I’m so glad to have my Dad fully in my life now and for him to be so supportive of who I am and what I do. I get my strong work ethic from him – he grew up on a working farm and used to work as a private firefighter. Despite being past the UK retirement age he still works 12 hour shifts in security. I’m so lucky to have three incredible sisters who are all so talented and wonderful. There’s about a 10 year age gap between my elder sisters and me, and they’ve always been there for advice and support. There’s only a year between my younger sister and me. Growing up together we were often mistaken as twins and we share such a close bond. I live in Brighton with my amazing girlfriend and our little boy (okay, he’s a dwarf hamster that we rescued, but he has a heart of pure gold). I’m lucky to have a wide-ranging friendship group across the world, some of whom I’ve known since school. My unique childhood has made me into the highly motivated, optimistic and compassionate person that I am today and I’m really excited to see what the future brings.

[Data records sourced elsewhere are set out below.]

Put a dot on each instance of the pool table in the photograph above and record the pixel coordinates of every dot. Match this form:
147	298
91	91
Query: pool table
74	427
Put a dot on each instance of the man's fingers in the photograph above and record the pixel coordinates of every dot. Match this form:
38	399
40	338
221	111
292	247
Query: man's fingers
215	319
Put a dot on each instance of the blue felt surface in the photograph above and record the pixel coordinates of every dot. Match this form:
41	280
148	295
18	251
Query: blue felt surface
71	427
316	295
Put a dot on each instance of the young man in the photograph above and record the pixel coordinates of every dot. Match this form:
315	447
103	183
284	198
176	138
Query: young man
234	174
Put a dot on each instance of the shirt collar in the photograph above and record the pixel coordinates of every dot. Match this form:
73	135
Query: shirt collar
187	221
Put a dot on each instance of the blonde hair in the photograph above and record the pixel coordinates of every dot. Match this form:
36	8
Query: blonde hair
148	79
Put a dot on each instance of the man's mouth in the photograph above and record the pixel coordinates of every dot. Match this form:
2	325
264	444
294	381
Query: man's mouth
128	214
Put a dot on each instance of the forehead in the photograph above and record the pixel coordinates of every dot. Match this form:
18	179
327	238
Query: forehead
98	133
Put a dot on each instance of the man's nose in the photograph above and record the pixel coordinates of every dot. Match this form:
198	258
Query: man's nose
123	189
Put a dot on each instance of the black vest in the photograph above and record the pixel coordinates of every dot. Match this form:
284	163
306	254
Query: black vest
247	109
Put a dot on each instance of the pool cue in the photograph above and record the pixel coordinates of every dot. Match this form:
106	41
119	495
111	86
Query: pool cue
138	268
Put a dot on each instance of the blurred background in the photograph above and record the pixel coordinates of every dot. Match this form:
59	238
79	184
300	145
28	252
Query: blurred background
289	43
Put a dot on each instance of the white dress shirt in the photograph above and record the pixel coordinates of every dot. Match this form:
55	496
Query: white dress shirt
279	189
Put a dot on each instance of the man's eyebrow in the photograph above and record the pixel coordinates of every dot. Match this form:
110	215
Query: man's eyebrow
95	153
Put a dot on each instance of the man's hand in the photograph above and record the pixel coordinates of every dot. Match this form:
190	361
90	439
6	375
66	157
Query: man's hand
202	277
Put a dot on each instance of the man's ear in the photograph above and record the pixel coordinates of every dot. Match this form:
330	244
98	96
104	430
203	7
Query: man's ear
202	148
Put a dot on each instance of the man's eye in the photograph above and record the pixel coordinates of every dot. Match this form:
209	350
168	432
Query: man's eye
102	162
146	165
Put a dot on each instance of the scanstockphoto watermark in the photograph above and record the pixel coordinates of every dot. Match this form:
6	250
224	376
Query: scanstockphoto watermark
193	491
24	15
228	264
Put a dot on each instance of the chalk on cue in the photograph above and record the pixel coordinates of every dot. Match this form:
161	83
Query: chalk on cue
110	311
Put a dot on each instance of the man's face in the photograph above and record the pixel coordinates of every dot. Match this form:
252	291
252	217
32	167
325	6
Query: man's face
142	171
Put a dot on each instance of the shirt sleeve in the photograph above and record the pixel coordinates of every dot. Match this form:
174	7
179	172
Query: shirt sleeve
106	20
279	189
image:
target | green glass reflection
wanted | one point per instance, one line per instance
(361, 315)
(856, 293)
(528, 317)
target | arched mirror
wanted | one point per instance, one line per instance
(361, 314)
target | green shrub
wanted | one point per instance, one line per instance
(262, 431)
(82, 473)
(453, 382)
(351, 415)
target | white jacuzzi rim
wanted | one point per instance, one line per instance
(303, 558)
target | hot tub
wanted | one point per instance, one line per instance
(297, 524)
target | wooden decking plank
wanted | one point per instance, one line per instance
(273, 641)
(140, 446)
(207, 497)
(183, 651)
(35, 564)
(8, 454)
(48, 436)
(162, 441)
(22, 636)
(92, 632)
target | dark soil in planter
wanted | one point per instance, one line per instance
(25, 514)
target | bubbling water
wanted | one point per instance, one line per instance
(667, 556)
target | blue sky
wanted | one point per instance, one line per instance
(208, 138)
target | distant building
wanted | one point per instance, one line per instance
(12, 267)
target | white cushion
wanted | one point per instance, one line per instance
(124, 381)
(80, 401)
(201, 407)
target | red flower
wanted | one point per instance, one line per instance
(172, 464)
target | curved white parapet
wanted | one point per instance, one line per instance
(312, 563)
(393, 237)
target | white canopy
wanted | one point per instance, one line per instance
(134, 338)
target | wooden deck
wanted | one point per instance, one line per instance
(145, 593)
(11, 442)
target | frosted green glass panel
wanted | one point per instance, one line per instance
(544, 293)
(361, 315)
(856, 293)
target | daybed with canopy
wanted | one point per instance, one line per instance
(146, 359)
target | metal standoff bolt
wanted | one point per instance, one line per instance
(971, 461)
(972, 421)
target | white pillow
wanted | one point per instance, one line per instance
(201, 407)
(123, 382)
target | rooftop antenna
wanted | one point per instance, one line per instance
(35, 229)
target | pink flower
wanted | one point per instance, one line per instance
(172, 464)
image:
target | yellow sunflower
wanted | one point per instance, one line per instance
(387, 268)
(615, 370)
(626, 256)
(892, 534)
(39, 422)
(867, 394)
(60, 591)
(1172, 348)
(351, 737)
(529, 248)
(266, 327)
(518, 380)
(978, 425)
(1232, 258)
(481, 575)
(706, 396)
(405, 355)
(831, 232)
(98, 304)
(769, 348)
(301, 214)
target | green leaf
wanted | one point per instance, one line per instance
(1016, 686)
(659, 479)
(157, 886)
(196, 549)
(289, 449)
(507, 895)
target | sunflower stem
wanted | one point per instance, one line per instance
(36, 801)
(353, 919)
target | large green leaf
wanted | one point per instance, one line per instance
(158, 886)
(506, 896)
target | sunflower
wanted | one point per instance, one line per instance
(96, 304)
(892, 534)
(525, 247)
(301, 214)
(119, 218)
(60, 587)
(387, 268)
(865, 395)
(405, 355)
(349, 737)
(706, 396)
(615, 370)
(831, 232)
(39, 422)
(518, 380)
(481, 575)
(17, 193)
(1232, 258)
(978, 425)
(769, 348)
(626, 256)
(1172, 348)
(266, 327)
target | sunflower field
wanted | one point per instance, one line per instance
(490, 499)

Chapter 3: Kindness costs nothing
We unfortunately live in a world with some individuals who are racist, sexist, homophobic, biphobic, transphobic, ableist etc. I’ve learnt to pay no mind to anyone who tries to tell me I can’t achieve something just because of who I am (a very wise lesson taught by mama RuPaul). I’d love to help to inspire people to be the best versions of themselves and not to be deterred by comparing themselves to others or allowing others to restrict their potential. There’s a phrase that really resonates with me: “The enemy of the good is the perfect.” It reminds me that we’re only human and so long as you honestly try your best, that’s all that really matters.
I've spent most of my life to date in a place where I didn’t have my freedom. I promised myself as a child that once I escaped that situation, I’d live my best life and be free to be me. That’s why it’s so important to work for an inclusive employer where I can bring my whole self to work. I walk through those doors knowing that I won’t be judged simply for who I am. I’m comforted by the knowledge that when things go wrong, my employer will support me.
The culture at Grant Thornton is really special. Unlike other places I’ve worked, we don’t have restrictive dress code policies here that police your self-expression. I can have “unnatural” hair colours, visible piercings and tattoos, because my employer respects that these don’t have a negative impact on my ability to work. If anything, enabling people to self-express in a way they feel comfortable allows them to bring their whole self to work and, as such, their performance will be even better.